XML Considered Harmful

Tue Sep 28 19:49:05 EDT 2021

On 29/09/2021 06.53, Michael F. Stemper wrote:
> On 28/09/2021 10.53, Stefan Ram wrote:
>> "Michael F. Stemper" <michael.stemper at gmail.com> writes:
>>> Well, I could continue to hard-code the data into one of the test
>>> programs
>>
>>    One can employ a gradual path from a program with hardcoded
>>    data to an entity sharable by different programs.
>>
>>    When I am hurried to rush to a working program, I often
>>    end up with code that contains configuration data spread
>>    (interspersed) all over the code. For example:
> 
>>    1st step: give a name to all the config data:
> 
>>    2nd: move all config data to the top of the source code,
>>    directly after all the import statements:
> 
>>    3rd: move all config data to a separate "config.py" module:
>>
>> import ...
>> import config
>> ...
>>
>> ...
>> open( config.project_directory + "data.txt" )
>> ...
>>
>>> but that would mean that every time that I wanted to look
>>> at a different scenario, I'd need to modify a program.
>>
>>    Now you just have to modify "config.py" - clearly separated
>>    from the (rest of the) "program".
> 
> Well, that doesn't really address what format to store the data
> in. I was going to write a module that would read data from an
> XML file:
> 
> import EDXML
> gens = EDXML.GeneratorsFromXML( "gendata1.xml" )
> fuels = EDXML.FuelsFromXML( "fueldata3.xml" )
> 
> (Of course, I'd really get the file names from command-line arguments.)
> 
> Then I read a web page that suggested use of XML was a poor idea,
> so I posted here asking for a clarification and alternate suggestions.
> 
> One suggestion was that I use YAML, in which case, I'd write:
> 
> import EDfromYAML
> gens = EDfromYAML( "gendata1.yaml" )
> fuels = EDXML.FuelsFromYAML( "fueldata3.yaml" )
> 
>>> And when I discover anomalous behavior, I'd need to copy the
>>> hard-coded data into another program.
>>
>>    Now you just have to import "config.py" from the other program.
> 
> This sounds like a suggestion that I hard-code the data into a
> module. I suppose that I could have half-a-dozen modules with
> different data sets and ln them as required:
> 
> $ rm GenData.py* FuelData.py*
> $ ln gendata1.py GenData.py
> $ ln fueldata3.py FuelData.py
> 
> It seems to me that a more thorough separation of code and data
> might be useful.

Dear Michael,

May I suggest that you are right - and that he is right!
(which is a polite way of saying, also, that both are wrong. Oops!)
(with any and all due apologies)

There are likely cross-purposes here.

I am interpreting various clues, from throughout the thread (from when
the snowflakes were still falling!) that you and I were trained
way-back: to first consider the problem, state the requirements
("hypothesis" in Scientific Method), and work our way to a solution
on-paper. Only when we had a complete 'working solution', did we step up
to the machine (quite possibly a Card Punch, cf a 'computer') and
implement.

Also, that we thought in terms of a clear distinction between
"program[me]" and "data" - and the compiler and link[age]-editor
software technology of the time maintained such.

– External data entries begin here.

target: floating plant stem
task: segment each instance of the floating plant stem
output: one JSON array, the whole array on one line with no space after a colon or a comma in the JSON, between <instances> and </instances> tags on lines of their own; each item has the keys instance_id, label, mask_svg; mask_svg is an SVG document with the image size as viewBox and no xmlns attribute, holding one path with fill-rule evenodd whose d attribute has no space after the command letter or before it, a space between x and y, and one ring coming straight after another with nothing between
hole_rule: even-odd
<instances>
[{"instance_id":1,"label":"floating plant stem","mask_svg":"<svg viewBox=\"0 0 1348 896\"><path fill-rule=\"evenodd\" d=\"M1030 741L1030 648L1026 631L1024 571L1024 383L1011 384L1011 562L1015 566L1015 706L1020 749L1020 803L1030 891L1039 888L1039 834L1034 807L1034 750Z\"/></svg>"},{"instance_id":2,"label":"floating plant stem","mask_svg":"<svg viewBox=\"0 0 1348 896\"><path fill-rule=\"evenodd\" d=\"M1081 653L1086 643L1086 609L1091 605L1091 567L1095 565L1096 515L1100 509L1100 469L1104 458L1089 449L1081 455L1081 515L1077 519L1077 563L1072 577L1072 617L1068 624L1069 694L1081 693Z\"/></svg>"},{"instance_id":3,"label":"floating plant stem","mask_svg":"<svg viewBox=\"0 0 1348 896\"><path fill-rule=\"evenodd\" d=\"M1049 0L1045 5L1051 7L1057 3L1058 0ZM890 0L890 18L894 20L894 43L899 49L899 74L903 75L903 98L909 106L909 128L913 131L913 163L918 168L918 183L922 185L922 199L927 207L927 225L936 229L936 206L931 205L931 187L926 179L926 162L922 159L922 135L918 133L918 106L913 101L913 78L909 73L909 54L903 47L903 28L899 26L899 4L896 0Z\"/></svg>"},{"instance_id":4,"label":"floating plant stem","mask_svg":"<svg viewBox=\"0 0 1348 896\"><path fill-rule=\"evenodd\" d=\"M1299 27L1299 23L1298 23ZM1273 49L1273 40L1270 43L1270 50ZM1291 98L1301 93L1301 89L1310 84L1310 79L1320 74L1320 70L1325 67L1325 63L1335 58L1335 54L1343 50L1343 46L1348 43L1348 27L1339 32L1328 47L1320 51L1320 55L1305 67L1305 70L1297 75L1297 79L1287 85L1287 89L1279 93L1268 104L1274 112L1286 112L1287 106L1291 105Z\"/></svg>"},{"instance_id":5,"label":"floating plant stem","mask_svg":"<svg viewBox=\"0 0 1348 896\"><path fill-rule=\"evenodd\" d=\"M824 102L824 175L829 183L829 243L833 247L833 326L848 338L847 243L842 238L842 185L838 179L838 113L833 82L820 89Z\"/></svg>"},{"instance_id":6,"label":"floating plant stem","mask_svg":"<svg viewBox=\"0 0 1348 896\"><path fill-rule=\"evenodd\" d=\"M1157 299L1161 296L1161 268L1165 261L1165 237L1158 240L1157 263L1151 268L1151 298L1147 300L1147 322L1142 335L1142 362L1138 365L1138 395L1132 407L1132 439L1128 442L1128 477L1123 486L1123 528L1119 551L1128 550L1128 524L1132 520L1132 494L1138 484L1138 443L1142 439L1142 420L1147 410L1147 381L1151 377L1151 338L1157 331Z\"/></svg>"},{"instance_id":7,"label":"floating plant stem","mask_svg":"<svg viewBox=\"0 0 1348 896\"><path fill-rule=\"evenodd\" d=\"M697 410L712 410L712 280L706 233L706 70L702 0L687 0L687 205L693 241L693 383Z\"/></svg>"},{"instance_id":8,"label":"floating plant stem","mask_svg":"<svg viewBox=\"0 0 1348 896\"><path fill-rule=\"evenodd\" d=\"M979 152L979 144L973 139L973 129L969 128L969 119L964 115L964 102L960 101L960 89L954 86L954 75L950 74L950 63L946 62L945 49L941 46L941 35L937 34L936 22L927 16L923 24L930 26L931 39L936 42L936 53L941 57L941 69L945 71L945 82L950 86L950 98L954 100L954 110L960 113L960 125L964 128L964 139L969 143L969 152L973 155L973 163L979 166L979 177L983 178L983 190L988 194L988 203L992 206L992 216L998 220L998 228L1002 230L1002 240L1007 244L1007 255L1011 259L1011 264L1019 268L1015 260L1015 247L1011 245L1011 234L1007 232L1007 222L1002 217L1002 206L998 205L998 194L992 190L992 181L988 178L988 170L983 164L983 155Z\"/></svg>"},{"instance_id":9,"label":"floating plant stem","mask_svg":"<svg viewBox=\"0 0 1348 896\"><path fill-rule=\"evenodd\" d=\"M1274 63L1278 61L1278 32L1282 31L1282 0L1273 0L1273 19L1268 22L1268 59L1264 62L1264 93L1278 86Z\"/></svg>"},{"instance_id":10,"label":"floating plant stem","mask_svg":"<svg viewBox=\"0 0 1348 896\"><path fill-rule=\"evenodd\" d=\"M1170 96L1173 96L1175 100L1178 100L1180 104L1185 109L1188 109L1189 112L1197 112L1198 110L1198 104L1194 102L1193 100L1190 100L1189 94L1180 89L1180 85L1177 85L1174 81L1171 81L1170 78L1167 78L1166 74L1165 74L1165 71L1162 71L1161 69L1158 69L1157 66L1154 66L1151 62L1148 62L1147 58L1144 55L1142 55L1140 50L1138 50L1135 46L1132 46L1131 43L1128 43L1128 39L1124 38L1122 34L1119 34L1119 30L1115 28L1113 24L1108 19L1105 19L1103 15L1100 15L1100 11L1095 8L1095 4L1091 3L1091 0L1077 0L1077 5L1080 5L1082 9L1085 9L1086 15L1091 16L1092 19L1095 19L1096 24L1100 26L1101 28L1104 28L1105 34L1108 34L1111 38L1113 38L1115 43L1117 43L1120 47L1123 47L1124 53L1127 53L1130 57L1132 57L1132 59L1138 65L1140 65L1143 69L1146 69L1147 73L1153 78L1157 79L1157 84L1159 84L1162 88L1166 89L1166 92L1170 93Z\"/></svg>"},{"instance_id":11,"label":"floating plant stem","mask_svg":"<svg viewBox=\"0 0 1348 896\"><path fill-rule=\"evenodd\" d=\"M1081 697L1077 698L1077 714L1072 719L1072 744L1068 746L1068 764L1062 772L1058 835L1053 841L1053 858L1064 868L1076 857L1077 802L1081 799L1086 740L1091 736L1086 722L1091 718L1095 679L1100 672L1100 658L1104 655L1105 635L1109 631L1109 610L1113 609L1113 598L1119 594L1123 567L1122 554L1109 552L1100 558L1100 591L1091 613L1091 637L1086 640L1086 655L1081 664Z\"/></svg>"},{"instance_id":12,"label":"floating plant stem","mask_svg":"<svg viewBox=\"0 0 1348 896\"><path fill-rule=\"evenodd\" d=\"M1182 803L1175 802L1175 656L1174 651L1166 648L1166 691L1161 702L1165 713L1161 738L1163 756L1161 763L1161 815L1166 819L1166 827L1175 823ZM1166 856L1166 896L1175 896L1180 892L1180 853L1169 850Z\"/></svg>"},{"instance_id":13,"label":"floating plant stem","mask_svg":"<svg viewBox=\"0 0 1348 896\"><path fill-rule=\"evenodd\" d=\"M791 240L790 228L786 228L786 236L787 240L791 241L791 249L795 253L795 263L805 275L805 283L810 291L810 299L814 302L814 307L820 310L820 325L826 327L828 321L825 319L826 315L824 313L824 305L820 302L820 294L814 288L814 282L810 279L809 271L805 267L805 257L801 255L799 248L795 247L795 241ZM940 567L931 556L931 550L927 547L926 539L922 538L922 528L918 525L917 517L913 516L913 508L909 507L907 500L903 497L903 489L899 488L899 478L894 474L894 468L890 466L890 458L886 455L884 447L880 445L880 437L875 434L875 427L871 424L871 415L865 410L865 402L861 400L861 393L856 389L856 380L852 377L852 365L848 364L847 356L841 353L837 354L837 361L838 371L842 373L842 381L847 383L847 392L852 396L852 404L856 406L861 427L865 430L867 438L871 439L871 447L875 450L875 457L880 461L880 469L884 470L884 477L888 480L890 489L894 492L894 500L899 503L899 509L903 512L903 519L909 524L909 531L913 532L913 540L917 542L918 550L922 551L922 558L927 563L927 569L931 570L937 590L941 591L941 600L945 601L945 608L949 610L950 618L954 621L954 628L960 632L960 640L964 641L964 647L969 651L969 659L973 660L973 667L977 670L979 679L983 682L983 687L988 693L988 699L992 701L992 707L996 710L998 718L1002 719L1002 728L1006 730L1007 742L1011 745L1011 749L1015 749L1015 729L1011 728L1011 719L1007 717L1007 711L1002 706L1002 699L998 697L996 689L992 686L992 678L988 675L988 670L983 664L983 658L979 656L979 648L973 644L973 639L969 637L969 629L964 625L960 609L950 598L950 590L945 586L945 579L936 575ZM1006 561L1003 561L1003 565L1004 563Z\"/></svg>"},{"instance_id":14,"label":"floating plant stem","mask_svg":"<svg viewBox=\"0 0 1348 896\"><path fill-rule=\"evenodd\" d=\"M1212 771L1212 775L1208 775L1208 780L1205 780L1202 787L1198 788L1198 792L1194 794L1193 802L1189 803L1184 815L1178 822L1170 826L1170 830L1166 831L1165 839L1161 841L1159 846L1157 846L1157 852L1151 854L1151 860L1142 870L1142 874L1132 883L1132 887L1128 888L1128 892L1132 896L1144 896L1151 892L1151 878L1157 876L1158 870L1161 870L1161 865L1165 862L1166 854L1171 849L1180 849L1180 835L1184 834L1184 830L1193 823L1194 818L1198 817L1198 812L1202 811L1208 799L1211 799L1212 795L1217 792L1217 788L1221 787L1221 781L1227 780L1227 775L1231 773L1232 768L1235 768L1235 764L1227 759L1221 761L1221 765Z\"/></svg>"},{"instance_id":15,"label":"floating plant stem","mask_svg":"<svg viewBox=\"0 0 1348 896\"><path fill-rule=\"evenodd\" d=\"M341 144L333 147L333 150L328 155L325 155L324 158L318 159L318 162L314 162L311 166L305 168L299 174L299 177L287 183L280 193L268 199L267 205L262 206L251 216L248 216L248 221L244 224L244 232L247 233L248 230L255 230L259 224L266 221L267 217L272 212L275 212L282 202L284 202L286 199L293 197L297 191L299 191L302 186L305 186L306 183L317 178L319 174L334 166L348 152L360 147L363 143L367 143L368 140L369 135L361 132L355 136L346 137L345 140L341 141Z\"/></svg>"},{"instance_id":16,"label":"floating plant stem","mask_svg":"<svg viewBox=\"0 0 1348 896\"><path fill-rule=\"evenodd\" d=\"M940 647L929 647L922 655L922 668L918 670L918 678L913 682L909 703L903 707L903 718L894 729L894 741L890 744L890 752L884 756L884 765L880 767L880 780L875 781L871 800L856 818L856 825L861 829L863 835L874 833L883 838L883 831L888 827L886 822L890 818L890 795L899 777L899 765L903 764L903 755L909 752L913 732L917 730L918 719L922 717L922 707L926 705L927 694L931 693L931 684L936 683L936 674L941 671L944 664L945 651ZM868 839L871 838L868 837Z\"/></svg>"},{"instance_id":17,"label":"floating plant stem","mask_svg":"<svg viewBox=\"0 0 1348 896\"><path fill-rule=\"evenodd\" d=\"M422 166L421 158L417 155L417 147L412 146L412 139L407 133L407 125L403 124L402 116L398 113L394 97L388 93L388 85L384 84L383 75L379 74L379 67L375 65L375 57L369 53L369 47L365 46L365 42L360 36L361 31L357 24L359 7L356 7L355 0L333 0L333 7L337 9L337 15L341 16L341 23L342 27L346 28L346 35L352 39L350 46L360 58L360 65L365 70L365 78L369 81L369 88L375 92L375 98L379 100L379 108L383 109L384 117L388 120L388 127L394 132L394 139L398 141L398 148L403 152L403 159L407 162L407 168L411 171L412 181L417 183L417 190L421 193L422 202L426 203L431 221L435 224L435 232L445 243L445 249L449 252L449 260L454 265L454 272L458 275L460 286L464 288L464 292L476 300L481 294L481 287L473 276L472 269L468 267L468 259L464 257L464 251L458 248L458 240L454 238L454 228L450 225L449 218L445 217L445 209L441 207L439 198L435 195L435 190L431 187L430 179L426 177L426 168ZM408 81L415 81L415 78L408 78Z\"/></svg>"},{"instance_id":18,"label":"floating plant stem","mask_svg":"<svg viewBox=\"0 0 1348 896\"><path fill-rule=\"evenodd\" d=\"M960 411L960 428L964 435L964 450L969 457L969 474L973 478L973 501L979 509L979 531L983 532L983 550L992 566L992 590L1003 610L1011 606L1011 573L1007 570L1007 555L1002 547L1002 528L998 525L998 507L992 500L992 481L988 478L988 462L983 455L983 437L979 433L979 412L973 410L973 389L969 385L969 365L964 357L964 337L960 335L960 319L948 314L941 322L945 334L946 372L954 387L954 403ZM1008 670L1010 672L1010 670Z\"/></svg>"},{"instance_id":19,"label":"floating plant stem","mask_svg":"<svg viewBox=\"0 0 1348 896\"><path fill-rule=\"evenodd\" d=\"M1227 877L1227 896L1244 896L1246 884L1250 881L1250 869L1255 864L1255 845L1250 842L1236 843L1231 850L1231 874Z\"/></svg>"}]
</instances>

Whereas 'today', many follow the sequence of "Test-Driven Development"
(er, um, often omitting the initial test) of attempting some idea as
code, reviewing the result, and then "re-factoring" (improving), in a
circular progression - until it not only works, but works well.

This requires similar "stepwise decomposition" to what we learned, but
differs when it comes to code-composition. This approach is more likely
to accumulate a solution 'bottom-up' and component-wise, rather than
creating an entire (and close-to-perfect) solution first and as an whole.

Let's consider the Python REPL. Opening a terminal and starting the
Python interpreter, gives us the opportunity to write short "snippets"
of code and see the results immediately. This is VERY handy for ensuring
that an idea is correct, or to learn exactly how a particular construct
works. Thus, we can 'test' before we write any actual code (and can
copy-paste the successful 'prototype' into our IDE/editor!).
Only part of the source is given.